Die Stadt Offenbach spricht sich für eine Veränderung des Kommunalwahlrechts aus mit dem Zweck, dass alle in der Bundesrepublik seit mindestens 5 Jahren lebenden Migrantinnen und Migranten das aktive und passive Wahlrecht unabhängig von ihrer Staatsangehörigkeit erhalten.

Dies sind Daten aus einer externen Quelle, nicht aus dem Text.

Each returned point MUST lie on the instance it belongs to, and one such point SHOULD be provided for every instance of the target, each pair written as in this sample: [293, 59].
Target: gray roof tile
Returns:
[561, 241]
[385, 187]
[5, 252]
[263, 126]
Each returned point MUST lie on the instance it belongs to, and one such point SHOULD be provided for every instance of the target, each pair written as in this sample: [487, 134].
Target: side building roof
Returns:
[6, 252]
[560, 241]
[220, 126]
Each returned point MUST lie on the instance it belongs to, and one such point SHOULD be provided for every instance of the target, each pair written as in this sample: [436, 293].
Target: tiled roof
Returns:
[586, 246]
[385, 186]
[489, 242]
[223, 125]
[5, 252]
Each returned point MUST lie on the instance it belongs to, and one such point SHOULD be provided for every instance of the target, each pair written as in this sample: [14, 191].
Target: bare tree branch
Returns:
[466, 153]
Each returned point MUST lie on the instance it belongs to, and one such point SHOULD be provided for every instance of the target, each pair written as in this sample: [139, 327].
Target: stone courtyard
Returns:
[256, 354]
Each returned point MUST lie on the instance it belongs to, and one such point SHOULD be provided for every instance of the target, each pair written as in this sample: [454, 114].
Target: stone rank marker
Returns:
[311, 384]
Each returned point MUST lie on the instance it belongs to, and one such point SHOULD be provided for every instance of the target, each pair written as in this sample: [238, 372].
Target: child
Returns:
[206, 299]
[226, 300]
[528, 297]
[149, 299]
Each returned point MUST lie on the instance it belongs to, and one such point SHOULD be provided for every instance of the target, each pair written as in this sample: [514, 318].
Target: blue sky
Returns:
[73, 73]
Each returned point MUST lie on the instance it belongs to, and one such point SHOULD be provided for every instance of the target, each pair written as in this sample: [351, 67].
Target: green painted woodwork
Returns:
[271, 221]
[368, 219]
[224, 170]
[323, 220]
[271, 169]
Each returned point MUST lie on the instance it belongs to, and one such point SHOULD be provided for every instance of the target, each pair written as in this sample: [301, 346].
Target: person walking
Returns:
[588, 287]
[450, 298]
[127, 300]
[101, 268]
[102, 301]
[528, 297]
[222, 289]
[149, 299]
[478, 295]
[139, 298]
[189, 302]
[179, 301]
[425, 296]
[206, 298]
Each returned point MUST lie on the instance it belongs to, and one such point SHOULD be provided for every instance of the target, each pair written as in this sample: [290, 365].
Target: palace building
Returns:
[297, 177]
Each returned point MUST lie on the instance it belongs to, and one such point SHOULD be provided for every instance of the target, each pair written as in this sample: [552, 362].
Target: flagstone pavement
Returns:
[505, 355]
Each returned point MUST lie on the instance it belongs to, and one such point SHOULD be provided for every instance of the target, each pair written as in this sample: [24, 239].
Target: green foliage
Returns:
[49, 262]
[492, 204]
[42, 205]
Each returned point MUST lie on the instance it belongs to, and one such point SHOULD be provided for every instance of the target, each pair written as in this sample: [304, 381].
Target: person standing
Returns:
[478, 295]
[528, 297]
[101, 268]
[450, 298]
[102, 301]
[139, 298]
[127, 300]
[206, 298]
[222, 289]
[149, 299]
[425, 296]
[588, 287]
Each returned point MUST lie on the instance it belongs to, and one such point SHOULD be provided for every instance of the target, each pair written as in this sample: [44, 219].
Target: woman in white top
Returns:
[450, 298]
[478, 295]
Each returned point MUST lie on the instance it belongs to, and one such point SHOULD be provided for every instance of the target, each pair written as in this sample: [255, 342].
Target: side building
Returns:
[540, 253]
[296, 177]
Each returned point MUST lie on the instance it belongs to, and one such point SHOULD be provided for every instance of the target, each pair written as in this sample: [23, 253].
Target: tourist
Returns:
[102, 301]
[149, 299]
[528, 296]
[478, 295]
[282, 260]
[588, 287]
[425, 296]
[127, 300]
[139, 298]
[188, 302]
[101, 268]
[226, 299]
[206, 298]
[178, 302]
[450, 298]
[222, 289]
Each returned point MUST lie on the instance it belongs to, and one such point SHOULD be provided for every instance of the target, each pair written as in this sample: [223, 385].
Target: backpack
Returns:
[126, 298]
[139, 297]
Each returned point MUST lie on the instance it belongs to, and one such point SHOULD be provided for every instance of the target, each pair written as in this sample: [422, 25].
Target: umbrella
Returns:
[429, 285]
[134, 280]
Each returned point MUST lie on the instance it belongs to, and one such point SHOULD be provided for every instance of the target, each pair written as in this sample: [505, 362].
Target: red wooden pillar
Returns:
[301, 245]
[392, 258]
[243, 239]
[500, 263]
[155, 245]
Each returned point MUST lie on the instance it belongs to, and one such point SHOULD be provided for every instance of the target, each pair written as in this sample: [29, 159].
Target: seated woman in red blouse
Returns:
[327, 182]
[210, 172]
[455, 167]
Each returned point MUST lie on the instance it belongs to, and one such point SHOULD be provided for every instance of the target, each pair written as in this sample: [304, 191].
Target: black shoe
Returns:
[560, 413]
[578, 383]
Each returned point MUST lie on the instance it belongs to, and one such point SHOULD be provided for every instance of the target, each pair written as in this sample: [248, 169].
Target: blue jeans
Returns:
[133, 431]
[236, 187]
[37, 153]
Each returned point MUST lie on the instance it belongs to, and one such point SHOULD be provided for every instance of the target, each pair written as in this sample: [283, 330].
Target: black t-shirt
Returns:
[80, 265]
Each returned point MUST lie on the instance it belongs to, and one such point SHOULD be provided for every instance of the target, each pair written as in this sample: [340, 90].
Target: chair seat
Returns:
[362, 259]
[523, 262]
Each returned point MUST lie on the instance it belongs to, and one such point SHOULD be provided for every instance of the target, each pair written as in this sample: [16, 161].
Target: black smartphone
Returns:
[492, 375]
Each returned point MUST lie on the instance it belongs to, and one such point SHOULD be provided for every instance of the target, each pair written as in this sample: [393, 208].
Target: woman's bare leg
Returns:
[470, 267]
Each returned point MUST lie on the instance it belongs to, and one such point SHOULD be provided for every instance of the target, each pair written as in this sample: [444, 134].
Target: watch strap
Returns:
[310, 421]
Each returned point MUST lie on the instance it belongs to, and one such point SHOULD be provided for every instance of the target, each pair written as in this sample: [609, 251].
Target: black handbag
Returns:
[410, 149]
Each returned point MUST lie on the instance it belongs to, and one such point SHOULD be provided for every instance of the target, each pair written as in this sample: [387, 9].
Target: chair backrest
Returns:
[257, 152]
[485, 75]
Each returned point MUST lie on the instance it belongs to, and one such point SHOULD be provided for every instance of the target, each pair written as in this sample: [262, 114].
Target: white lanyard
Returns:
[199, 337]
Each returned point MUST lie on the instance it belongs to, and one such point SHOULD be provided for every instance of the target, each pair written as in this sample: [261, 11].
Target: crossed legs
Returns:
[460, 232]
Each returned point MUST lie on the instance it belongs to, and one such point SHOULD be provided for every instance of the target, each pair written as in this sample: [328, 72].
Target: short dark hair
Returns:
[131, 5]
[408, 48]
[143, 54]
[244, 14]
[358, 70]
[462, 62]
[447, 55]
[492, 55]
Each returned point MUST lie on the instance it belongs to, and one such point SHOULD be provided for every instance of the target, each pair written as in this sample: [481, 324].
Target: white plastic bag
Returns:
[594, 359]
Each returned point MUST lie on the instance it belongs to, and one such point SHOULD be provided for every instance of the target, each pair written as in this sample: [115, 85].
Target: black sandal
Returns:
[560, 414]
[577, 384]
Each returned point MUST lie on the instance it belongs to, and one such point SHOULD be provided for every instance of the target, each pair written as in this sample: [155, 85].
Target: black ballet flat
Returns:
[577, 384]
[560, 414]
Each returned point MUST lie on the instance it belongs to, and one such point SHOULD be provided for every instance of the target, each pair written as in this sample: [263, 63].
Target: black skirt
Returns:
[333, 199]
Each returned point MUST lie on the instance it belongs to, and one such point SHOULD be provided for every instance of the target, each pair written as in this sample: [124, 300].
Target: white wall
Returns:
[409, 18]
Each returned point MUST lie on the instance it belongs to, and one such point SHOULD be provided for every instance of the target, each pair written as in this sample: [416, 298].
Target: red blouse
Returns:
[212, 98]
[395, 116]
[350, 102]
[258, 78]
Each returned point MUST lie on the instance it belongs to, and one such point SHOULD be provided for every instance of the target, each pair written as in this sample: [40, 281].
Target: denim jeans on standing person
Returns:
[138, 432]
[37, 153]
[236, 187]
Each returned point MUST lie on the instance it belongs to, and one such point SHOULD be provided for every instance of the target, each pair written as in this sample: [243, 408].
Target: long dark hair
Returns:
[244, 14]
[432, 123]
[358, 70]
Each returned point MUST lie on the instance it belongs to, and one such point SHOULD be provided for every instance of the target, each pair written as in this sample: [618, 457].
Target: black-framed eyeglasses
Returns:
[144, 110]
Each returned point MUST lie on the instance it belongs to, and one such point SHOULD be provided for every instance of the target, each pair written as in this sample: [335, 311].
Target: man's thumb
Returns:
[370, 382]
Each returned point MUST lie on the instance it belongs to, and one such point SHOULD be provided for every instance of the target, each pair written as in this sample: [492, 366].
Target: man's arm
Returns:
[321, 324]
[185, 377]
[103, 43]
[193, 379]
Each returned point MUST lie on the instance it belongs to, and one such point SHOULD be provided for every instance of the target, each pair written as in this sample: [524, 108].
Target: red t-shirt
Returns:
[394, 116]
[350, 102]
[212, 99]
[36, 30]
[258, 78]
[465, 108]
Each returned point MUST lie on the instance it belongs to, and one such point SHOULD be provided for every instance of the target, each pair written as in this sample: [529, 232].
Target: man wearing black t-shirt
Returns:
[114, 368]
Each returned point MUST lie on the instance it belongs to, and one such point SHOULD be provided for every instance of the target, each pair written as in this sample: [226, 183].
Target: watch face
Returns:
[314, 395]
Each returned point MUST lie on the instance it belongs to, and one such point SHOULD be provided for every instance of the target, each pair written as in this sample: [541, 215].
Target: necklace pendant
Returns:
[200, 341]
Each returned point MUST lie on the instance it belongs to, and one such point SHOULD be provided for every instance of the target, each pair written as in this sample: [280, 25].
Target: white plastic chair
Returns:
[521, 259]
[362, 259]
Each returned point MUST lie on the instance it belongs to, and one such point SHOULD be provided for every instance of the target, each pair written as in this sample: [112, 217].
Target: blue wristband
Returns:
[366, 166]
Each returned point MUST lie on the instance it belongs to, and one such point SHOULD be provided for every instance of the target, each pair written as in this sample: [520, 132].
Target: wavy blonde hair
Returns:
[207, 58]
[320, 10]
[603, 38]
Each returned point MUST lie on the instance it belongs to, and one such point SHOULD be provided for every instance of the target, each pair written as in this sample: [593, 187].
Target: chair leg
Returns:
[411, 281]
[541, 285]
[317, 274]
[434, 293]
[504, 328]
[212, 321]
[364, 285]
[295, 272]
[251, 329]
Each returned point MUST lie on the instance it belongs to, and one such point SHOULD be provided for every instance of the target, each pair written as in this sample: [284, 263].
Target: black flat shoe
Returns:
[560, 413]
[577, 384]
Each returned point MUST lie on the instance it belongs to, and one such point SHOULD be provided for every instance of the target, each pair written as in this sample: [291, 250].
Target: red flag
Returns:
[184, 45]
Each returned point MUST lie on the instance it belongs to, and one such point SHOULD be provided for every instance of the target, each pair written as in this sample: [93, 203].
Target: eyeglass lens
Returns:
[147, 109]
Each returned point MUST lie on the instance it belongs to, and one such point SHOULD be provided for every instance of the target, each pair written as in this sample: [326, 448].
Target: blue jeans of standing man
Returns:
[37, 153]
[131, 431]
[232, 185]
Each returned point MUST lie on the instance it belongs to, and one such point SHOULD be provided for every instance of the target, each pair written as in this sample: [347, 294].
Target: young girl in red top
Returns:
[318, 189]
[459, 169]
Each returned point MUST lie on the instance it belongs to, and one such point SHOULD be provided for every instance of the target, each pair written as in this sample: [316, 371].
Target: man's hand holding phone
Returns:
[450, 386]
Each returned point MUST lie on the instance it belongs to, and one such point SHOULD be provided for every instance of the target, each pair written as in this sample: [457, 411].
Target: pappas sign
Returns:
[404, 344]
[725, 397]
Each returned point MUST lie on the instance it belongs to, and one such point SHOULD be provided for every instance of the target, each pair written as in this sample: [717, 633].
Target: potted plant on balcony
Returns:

Der Magistrat wird beauftragt, sich dafür beim hessischen Städtetag einzusetzen und an den hessischen Landtag und den Bundestag zu appellieren, die notwendige Grundgesetzänderung zu beschließen.


Begründung:

 

Das Thema eines Wahlrechtes für Ausländer wird schon seit Jahrzehnten in Deutschland diskutiert und hat das Ziel, den Integrationsprozess voranzutreiben. Ein Teilerfolg wurde 1992 erzielt, wo eine bestimmte Gruppe von Ausländern, nämlich die EU –Bürgerinnen und Bürger, das kommunale Wahlrecht erhielten.

 

Es ist nicht einzusehen, weshalb weitere Ausländer von dem Integrationsprozess ausgeschlossen bleiben. Denn alle Menschen, die längere Zeit in Offenbach wohnen und am gesellschaftlichen Leben teilnehmen, müssen gleichen Einfluss auf die Entwicklung ihrer Stadt und damit auch auf die Zusammensetzung kommunaler politischer Gremien nehmen können. 

 

Der Ausländerbeirat, der bestenfalls an der kommunalpolitischen Meinungsbildung teilnimmt, ist kein politischer Ersatz für die fehlende politische Teilhabe von Menschen aus Nicht-EU-Staaten an einem kommunalpolitischen Entscheidungs-prozess.

 

Die einzige Möglichkeit, diese von vielen als ungerecht empfundene Differenzierung im Kommunalwahlrecht zwischen EU- Ausländern und Nicht-EU-Ausländern abzuschaffen, ist eine Änderung des Grundgesetzes. Gegen eine solche Änderung bestehen keine rechtlichen Bedenken, da das Bundesverfassungsgericht selbst festgestellt hat, dass diesbezügliche grundgesetzliche Änderungen sogar im Einklang mit dem Grundgesetz stehen.

Um den Willen der Stadt Offenbach bezüglich des Wahlrechts für Nicht-EU-Bürger und Bürgerinnen zu demonstrieren und um alles in Ihrer Macht stehende zu tun, diesen Willen umzusetzen, halten wir den Beschluss unseres Antrags für geboten.